First, he built the entire case against Dhillon once more, brick by brick: the medical evidence, the motive, the circumstances. Russell Silverstein had been the performer in court, working the floor, making his points with intonation and hand gestures, ad-libbing, making conversation. Bentham stood behind the lectern like a professor, his serious voice intoning on issues of law and fact. But he also personalized the case. Five minutes into his address, Bentham reintroduced the jurors to Parvesh Dhillon—her life, her work, who she was. He urged them to examine the wedding portrait of Dhillon and Sarabjit, the young woman he
had arranged to marry in India within a few weeks of Parvesh’s death and an innocent victim of his schemes.
“Ask yourselves,” he said, “does he appear to be a crushed spirit devastated by the death of his wife?” He reminded the jurors that within minutes of Parvesh collapsing in convulsions, and before the ambulance had arrived, Dhillon had phoned two people and lamented that he was “ruined,” and that his children would no longer have a mother.
“In my submission, ladies and gentlemen, these are the words of Parvesh Dhillon’s killer who, being fully aware of the lethal properties of the poison he has tricked her into taking, is now prematurely pronouncing her death.”
Bentham attacked the theory that Parvesh had accidentally poisoned herself with homeopathic remedies. That suggestion was an “eleventh-hour smoke screen” put up by Dhillon, who had never mentioned the remedies to anyone until after strychnine was found in Parvesh’s tissue samples almost five years after her death.
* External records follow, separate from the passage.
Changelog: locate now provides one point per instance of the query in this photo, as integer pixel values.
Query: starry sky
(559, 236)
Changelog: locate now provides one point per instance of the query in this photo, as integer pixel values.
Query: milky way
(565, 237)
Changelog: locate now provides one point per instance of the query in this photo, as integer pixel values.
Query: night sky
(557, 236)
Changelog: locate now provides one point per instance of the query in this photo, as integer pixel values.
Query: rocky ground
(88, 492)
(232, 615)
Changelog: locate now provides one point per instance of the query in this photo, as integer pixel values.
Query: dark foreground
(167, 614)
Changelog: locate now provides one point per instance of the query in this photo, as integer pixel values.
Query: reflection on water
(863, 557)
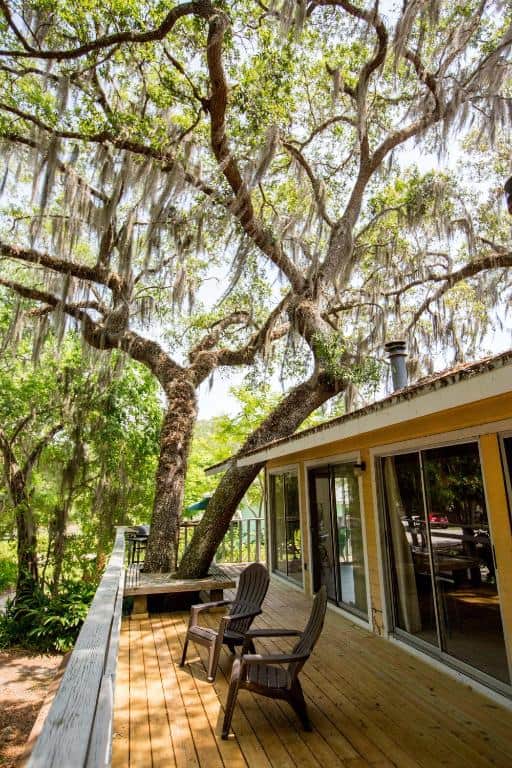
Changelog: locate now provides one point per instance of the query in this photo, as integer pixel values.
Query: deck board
(372, 704)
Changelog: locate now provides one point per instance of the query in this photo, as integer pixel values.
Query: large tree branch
(145, 351)
(498, 261)
(63, 167)
(317, 186)
(242, 206)
(205, 359)
(202, 8)
(97, 274)
(34, 455)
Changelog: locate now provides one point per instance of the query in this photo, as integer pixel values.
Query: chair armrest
(272, 633)
(195, 610)
(244, 615)
(274, 658)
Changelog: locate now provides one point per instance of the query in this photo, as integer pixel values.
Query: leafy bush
(45, 623)
(8, 569)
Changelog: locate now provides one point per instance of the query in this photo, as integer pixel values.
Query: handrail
(77, 732)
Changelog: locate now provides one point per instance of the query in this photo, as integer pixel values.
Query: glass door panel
(278, 523)
(293, 532)
(409, 553)
(464, 571)
(352, 577)
(285, 520)
(322, 534)
(337, 536)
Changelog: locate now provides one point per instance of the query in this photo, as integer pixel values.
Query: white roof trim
(476, 387)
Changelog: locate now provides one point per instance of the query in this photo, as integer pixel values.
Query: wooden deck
(371, 704)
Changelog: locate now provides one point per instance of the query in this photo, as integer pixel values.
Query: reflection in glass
(352, 579)
(287, 540)
(441, 558)
(410, 558)
(278, 518)
(323, 542)
(469, 609)
(293, 532)
(337, 537)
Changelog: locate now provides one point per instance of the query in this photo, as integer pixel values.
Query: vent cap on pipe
(397, 353)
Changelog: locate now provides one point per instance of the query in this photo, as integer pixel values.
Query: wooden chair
(267, 676)
(252, 588)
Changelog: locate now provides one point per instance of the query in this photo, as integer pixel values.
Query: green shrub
(44, 623)
(8, 569)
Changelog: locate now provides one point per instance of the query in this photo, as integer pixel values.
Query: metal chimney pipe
(397, 352)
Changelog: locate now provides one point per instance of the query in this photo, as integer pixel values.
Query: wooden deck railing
(77, 732)
(244, 541)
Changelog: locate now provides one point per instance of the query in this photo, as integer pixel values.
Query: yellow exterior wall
(473, 415)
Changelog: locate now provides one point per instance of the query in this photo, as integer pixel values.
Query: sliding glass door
(285, 525)
(337, 538)
(442, 572)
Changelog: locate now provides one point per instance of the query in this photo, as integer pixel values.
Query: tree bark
(175, 439)
(282, 422)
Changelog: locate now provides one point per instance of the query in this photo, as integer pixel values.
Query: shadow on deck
(371, 704)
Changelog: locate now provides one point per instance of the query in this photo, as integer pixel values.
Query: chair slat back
(252, 588)
(312, 630)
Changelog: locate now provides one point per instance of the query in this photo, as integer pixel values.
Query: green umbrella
(199, 505)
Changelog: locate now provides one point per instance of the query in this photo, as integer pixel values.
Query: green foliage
(46, 623)
(8, 569)
(221, 437)
(332, 351)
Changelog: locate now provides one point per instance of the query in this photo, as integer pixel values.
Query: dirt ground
(24, 681)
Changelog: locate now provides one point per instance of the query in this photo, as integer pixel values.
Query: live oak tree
(76, 430)
(279, 128)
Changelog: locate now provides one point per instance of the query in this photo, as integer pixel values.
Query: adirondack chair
(252, 588)
(267, 676)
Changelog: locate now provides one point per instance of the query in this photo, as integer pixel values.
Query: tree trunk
(175, 439)
(282, 422)
(58, 531)
(27, 580)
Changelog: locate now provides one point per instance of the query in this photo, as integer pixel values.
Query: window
(285, 520)
(442, 571)
(337, 536)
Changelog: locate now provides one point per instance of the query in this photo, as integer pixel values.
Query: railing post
(231, 541)
(258, 539)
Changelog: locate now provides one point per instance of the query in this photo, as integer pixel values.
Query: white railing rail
(77, 732)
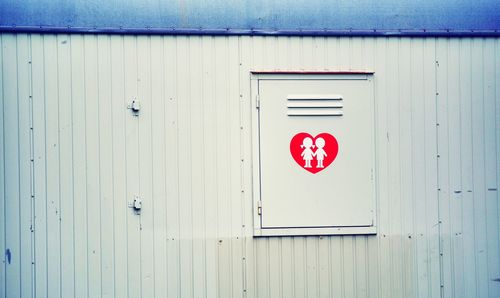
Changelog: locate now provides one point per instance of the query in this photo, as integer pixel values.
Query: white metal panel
(292, 197)
(190, 153)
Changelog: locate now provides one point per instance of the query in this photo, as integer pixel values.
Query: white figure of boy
(320, 153)
(307, 154)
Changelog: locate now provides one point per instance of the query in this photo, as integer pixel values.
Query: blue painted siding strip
(255, 17)
(175, 31)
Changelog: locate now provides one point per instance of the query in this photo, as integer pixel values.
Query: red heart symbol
(314, 154)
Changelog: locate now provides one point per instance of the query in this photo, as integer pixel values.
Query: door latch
(136, 204)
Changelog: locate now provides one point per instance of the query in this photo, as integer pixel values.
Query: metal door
(295, 109)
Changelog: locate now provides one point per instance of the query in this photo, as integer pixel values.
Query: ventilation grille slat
(314, 105)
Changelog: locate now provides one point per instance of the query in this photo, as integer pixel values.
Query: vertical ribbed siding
(468, 117)
(188, 156)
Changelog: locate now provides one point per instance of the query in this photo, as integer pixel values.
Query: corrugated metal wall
(67, 229)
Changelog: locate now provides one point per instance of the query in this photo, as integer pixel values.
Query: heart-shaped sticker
(314, 154)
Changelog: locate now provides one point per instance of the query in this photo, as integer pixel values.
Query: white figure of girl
(307, 154)
(320, 153)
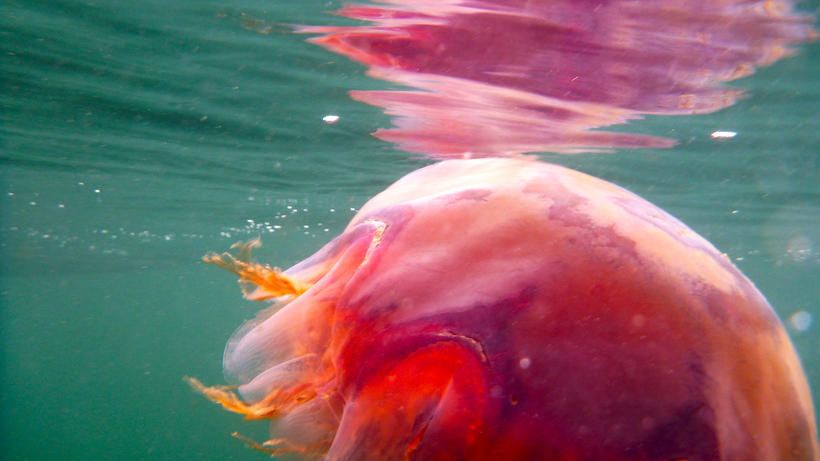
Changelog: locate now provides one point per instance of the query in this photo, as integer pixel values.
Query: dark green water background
(138, 135)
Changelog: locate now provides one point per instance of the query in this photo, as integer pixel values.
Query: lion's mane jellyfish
(505, 309)
(509, 309)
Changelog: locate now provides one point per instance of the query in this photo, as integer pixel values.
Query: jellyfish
(485, 309)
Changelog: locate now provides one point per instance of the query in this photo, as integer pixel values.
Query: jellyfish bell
(512, 309)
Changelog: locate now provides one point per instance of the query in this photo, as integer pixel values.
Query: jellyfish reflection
(505, 77)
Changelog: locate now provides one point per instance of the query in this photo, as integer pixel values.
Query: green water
(137, 136)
Bentham used Leitch’s words to attack Silverstein’s suggestion that the tissue samples had been contaminated in the CFS laboratory. Rather than quickly dismissing the notion, he hammered on it, trying to overwhelm any doubt. Bentham said the precautions taken to prevent contamination of the samples were like “a wall.” His assault on the contamination argument was not unlike the “magic bullet” theory in the assassination of John F. Kennedy as he ridiculed Silverstein’s argument.
“You must ask yourself, members of the jury, in assessing the likelihood of contamination, how the strychnine products escaped the interior drug lab, then the exterior Ziploc bag, made their way to a separate part of the refrigerator, through the box and through the plastic bag that contained Parvesh Dhillon’s tissue samples. Ask yourself how, if this unlikely event did occur, the ethanol sprays used to remove surface contamination failed, how the fresh gloves used to handle the samples failed, how the clean bench failed, how the clean scalpel used to cut the tissues failed.”